Poll: Economy bigger problem for MLB

Updated: March 8, 2009, 10:05 PM ET

More than 80 percent of people who follow sports believe there is current use of human growth hormone in baseball, but those same fans perceive the economy as a much bigger problem for baseball than performance-enhancing drugs.

An ESPN/Seton Hall sports poll conducted in March showed that more than 25 percent of the respondents believe that 50 percent of major leaguers, or more, are currently using HGH. Nearly three times as many respondents believe steroids are more prevalent in Major League Baseball than in the National Football League.

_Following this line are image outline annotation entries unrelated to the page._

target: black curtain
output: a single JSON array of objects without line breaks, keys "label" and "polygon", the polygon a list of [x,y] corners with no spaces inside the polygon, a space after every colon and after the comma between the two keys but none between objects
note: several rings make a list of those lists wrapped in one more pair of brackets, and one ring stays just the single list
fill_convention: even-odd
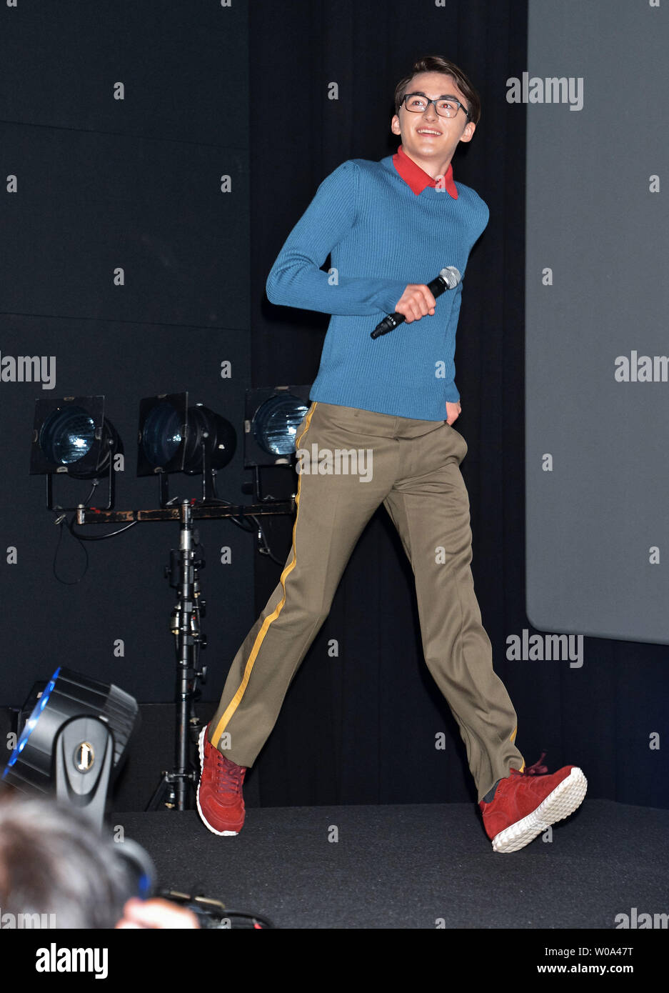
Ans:
[{"label": "black curtain", "polygon": [[[507,77],[527,69],[526,2],[263,0],[251,5],[249,27],[255,386],[311,383],[318,370],[328,317],[274,307],[264,286],[321,181],[345,159],[378,160],[396,149],[393,91],[417,57],[453,60],[478,89],[481,120],[457,152],[454,174],[488,204],[490,221],[467,271],[456,426],[468,444],[462,471],[472,571],[495,670],[518,713],[516,744],[528,766],[546,751],[551,771],[584,768],[591,796],[669,805],[648,761],[667,688],[662,646],[585,638],[581,668],[506,658],[507,637],[534,632],[524,575],[525,112],[506,102]],[[337,99],[329,98],[333,82]],[[277,493],[285,472],[271,471]],[[269,530],[282,561],[291,529],[285,519]],[[280,574],[256,556],[257,612]],[[441,733],[445,747],[437,748]],[[411,569],[383,507],[251,775],[263,805],[475,800],[457,725],[423,658]]]}]

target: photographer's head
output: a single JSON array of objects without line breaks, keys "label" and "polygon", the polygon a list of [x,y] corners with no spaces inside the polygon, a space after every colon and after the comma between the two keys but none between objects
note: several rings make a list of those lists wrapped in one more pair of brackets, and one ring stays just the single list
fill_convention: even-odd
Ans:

The poll also asked fans if Barry Bonds, Alex Rodriguez and Roger Clemens should be elected to the Hall of Fame. For Bonds, 44.4 percent of fans who follow sports said yes and 44.2 percent said no. For Rodriguez, 44.3 percent said yes; 41 percent said no. For Clemens, 46.3 percent said yes; 36.9 percent said no. More than 70 percent of those respondents said a further apology from Rodriguez and Clemens wouldn't change their mind. More than 61 percent of the same respondents said a further apology from Bonds wouldn't change their mind.

When asked their favorite aspect of baseball, nearly 30 percent of respondents who follow sports said home run hitting. If home run numbers decline, 79.9 percent of respondents said their interest in baseball would remain the same.

More than 75 percent said that performance-enhancing drugs shouldn't be allowed in sports; 20.9 percent said they should.

The survey showed that 75 percent of people who follow sports expect to attend the same number of baseball games they did last year. But of those who say they'll attend fewer, 77.6 percent of blame the economy, while 7.2 percent say it's because of performance-enhancing drugs.

More than 40 percent of respondents said that players making too much money is the biggest issue with the game. Only 22.5 percent said steroids -- only one percent more than said it costs too much money.